Builder, Build Thyself

The Timeless Stack can be used to build the Timeless Stack. This is actually how we build our releases! And, it’s also a pretty good demo.

There are two different builds:

Building via bash

Check out this example.

This script builds each of the timeless stack components in its own formula, and then runs one final formula to gather all the pieces together into the single tarball (which we then release).

This bash script depends on rio, repeatr, refmt, and jq being on your $PATH. All of the initial inputs are declared as bash environment variables, and then simply substituted in using bash heredocs as a form of templating. Intermediate outputs are then passed around using jq to extract the WareIDs from each run’s RunRecord, and templated back into subsequent Formulas via another bash environment variable.
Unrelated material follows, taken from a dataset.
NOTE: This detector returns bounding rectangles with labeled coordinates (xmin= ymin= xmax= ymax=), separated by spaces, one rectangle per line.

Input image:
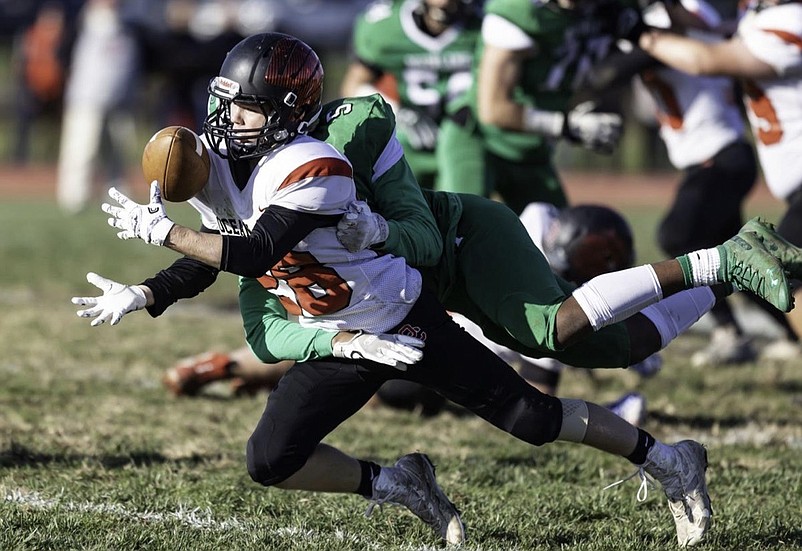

Compared to the build with Reach (below), this script is hacky. It’s turing complete; it’s running code on the host; and it’s a very simple thing manually written with hardcoded order of events. The build with Reach is better in almost every way! But, the bash script is interesting as an example of how the system is API-driven, and hopefully is thereby educational to read.

Building via Reach

Check out this example.

This Module file can be evaluated by the reach tool. It describes a graph of build steps, passing intermediate outputs by human-readable names that are locally scoped.

Rather than having the input WareIDs hardcoded, this module file refers to “Catalog” imports: these are stored in the neighboring .timeless/catalog directory. (These catalog files are relevant when coordinating the passage of WareID info between even larger groups of projects in an auditable way.)

The order of events (the dependency topology) is the same as the bash build! However, the order will be determined automatically by the reach tool.

Contrasted with the bash build, the Reach-powered build can be reasoned about completely statically. There is no turing-complete logic running on the host in order to evaluate the build dependencies!

Reproducible!

Both the bash-powered and Reach-module builds should produce identical results.

You should also be able to use rio scan on the binary releases from GitHub and also get an identical hash!